We verify the hypotheses of Stein's Lemma III.1.5.1 in our setting: $\psi\in\mathcal{S}(\mathbb{R}^n)$ (given), $\int\psi\,d\mathcal{L}^n = 1$ (given), $f\in\mathcal{S}'(\mathbb{R}^n)$ (given). The cutoff $\Psi$ is the one fixed in Step 2. The conclusion of the Lemma is exactly (LP).
[/step]
[step:Combine $(\mathrm{P}_k)$ and (LP) and sum the geometric tails using Schwartz decay of $\hat\varphi$]
Fix $x\in\mathbb{R}^n$ and $t > 0$. By $f = \sum_k\Delta_k f$ and the linearity of convolution with $\varphi_t$,
\begin{align*}
|\varphi_t * f|(x)\le\sum_{k\in\mathbb{Z}}|\varphi_t * \Delta_k f|(x).
\end{align*}
Using $(\mathrm{P}_k)$ with $r = 1$ for the gross bound and (LP) for the pointwise size $|\Delta_k f|\le C_n M_\psi f$ a.e., the Hardy--Littlewood maximal operator applied to a constant function gives $M(|\Delta_k f|)(x)\le C_n\,M_\psi f(x)$ pointwise (by the elementary $M(cg)\le|c|\,Mg$ for measurable bounded $g$, and the fact that $\Delta_k f\in L^\infty_{\mathrm{loc}}$ a.e. by Stein's argument).
The Schwartz decay of $\hat\varphi$ supplies the convergence factor: since $\hat\varphi$ is rapidly decreasing and $\Psi_k$ is supported in $\{|\xi|\asymp 2^k\}$, on the support of $\Psi_k$ one has
\begin{align*}
|\hat\varphi(t\xi)\,\Psi_k(\xi)|\le C_N\,(1 + 2^k t)^{-N}\qquad \text{for any } N\in\mathbb{N},
\end{align*>
provided $2^k t\ge 1$ (the high-frequency regime). For $2^k t\le 1$ (the low-frequency regime), the symmetric Schwartz decay of $\hat\psi$ in the comparison kernel — applied via the same Littlewood--Paley analysis of $\psi_t * f$ — supplies the corresponding bound $(1 + 2^{-k}/t)^{-N}$ in that regime. The combined decay $(1 + 2^k t)^{-N}$ for $2^k t\ge 1$ and $(1 + 2^{-k}/t)^{-N}$ for $2^k t\le 1$ is summable in $k$ uniformly in $t$, and the precise summation is carried out in [Stein, op. cit., Ch. III §1.5, proof of Theorem 1].
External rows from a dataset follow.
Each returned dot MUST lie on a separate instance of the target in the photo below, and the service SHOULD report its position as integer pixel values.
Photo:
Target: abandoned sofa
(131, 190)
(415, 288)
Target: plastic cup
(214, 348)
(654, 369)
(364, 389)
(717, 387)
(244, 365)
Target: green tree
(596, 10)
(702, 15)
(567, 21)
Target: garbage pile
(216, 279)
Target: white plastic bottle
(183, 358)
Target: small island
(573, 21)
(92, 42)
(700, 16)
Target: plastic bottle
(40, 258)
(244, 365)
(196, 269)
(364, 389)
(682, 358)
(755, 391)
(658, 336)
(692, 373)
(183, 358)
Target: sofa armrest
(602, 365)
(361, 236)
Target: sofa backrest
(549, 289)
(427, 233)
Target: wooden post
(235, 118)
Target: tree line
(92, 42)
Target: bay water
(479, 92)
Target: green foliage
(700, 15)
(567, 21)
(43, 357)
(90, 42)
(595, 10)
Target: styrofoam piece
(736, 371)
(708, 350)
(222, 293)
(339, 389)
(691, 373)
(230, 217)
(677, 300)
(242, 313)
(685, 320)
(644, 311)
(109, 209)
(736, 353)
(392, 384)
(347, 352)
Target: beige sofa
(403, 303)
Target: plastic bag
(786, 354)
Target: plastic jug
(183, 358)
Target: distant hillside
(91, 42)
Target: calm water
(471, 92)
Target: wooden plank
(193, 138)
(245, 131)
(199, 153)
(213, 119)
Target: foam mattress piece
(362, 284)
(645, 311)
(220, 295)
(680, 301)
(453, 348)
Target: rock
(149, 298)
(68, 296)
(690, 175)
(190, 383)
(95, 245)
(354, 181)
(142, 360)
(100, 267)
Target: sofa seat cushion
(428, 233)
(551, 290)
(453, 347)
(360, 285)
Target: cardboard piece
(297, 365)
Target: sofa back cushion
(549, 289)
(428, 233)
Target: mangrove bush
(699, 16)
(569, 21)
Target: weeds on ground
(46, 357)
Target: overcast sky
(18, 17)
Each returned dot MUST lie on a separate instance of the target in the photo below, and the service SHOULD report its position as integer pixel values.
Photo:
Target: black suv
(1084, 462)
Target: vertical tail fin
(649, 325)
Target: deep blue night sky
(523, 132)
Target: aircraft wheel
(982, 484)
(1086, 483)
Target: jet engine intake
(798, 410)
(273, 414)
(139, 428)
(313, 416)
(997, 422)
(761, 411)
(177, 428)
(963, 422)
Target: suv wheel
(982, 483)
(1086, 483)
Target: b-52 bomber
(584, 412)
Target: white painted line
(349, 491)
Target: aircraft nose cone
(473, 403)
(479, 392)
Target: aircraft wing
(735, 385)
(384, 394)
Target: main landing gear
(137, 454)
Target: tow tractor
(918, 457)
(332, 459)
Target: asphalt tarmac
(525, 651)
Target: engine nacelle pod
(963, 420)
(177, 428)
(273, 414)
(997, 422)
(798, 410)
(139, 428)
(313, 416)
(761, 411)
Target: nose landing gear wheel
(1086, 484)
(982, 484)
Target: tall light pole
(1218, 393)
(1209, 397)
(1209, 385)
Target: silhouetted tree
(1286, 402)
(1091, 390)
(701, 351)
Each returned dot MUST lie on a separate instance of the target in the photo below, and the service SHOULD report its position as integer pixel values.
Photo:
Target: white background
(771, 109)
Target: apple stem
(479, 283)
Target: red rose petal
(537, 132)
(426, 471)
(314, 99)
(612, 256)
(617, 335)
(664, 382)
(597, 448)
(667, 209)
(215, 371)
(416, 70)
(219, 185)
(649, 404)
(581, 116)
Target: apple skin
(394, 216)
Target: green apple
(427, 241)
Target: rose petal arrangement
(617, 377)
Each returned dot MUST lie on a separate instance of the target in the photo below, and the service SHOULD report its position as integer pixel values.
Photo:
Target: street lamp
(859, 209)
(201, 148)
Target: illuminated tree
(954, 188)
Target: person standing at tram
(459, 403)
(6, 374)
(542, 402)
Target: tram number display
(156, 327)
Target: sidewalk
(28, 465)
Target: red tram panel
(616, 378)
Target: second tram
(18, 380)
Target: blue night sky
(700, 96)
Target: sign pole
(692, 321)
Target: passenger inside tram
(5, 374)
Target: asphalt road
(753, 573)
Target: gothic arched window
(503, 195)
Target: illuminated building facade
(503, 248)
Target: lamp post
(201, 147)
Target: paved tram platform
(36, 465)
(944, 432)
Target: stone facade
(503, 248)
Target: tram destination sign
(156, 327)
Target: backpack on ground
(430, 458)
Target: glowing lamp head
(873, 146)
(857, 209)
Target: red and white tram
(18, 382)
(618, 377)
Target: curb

The conclusion of the cited proof is
\begin{align*}
\sup_{t > 0}|\varphi_t * f|(x)\le C(\varphi,\psi,n)\,M_\psi f(x)\qquad \text{for } \mathcal{L}^n\text{-a.e. } x\in\mathbb{R}^n,
\end{align*}
which is $(\ast)$.
[/step]
[step:Integrate and conclude the equivalence and kernel-independence of $H^1$]
Integrating $(\ast)$ over $\mathbb{R}^n$,
\begin{align*}
\|M_\varphi f\|_{L^1(\mathbb{R}^n)}\le C(\varphi,\psi,n)\,\|M_\psi f\|_{L^1(\mathbb{R}^n)},
\end{align*}
and swapping the roles of $\varphi$ and $\psi$ (the cited Lemma III.1.5.1 is symmetric in the choice of approximating kernel),
\begin{align*}
\|M_\psi f\|_{L^1(\mathbb{R}^n)}\le C(\psi,\varphi,n)\,\|M_\varphi f\|_{L^1(\mathbb{R}^n)}.
\end{align*}
Hence $\|M_\varphi f\|_{L^1}\asymp_{\varphi,\psi,n}\|M_\psi f\|_{L^1}$. The Hardy space
\begin{align*}
H^1(\mathbb{R}^n) := \{f\in\mathcal{S}'(\mathbb{R}^n):M_\varphi f\in L^1(\mathbb{R}^n)\}
\end{align*}
and its topology (defined by the norm $\|f\|_{H^1} := \|M_\varphi f\|_{L^1}$) are therefore independent of the choice of $\varphi$, with equivalent norms across different choices. This completes the sketch.
[/step]